My research agenda is concerned with the socio-psychological dimensions of American diplomacy and statecraft in the Asia-Pacific. Therefore, my research interests lie at the intersection of International Security, Diplomatic History, and Foreign Policy Analysis. With this interdisciplinary focus, I am currently studying two main topics: the influence of leader’s nationalist beliefs over American grand strategy and foreign policy in the Asia-Pacific between 1898 and 1972; and the role of strategic signalling in shaping Sino-American relations between 1882 and 1946.

Research collaborations

Between 2020 and 2021 I worked with colleagues at the University of Oxford to develop research reports and conferences as part of the global pandemic response. These included the GloPID-R report on COVID-19 Research Recommendations & Considerations for 2021-2023; the COVID-19 Research Synergies Meetings, published with BMC Medicine; and the Long COVID Research Forum, whose outcomes were published in The Lancet Infectious Diseases.
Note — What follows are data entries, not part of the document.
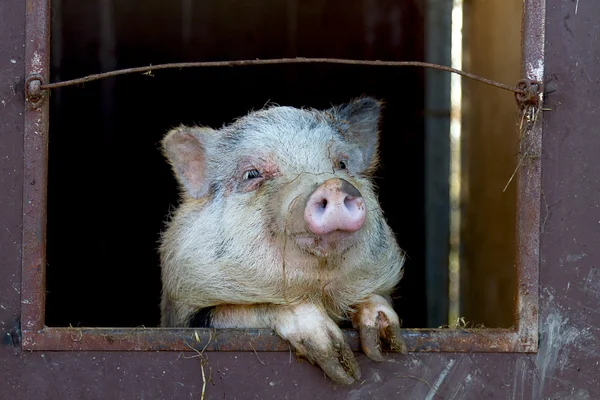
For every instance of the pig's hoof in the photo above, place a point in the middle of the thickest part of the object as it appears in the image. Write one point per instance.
(379, 327)
(317, 338)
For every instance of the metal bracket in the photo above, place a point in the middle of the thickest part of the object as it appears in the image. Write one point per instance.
(33, 90)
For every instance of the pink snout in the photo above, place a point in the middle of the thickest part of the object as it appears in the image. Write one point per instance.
(336, 205)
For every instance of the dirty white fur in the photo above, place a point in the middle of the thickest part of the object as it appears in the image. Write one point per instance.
(236, 249)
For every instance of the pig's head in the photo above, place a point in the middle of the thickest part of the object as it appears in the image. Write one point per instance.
(292, 177)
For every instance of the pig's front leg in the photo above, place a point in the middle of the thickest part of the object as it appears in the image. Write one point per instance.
(306, 326)
(377, 322)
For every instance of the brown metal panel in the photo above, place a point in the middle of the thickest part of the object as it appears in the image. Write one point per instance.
(149, 339)
(12, 55)
(38, 337)
(37, 57)
(565, 367)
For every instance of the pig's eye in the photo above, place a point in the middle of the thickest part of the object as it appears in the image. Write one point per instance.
(251, 174)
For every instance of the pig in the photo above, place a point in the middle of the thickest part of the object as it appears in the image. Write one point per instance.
(279, 227)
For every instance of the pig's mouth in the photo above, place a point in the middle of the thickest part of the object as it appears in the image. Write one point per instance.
(331, 244)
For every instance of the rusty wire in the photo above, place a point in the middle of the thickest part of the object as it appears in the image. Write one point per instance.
(299, 60)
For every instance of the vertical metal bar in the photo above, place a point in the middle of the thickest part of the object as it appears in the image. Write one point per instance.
(438, 34)
(529, 185)
(37, 58)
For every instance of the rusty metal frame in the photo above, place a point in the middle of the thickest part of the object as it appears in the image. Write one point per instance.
(37, 336)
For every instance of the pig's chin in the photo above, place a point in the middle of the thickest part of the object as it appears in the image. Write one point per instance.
(332, 244)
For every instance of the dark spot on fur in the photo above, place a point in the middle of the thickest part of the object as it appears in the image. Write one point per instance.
(202, 318)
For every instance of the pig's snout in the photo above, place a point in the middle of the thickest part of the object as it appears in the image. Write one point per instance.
(336, 205)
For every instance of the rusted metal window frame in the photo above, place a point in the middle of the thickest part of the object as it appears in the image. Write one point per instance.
(36, 336)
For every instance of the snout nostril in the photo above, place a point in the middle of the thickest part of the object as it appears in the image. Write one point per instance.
(349, 201)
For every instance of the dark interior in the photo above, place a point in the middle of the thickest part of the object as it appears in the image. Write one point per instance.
(109, 187)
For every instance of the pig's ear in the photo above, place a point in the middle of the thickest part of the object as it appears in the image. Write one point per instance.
(186, 150)
(361, 118)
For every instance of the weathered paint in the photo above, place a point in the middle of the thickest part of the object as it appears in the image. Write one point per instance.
(38, 337)
(566, 365)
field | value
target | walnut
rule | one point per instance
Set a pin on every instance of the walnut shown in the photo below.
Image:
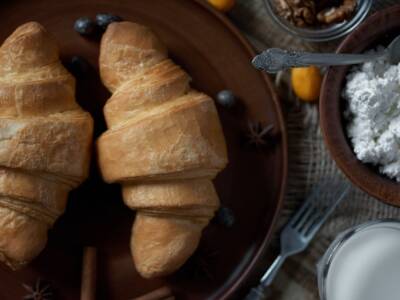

In 2020, with colleagues at Picker Institute and the University of Oxford, I co-authored a book chapter, published with Cambridge University Press, on patients' perceptions and experiences of care analysed in comparative perspective. 


In January 2020, I was awarded an Associate Fellowship of the UK’s Higher Education Academy (HEA). The Fellowship demonstrates a personal commitment to professionalism in learning and teaching in higher education.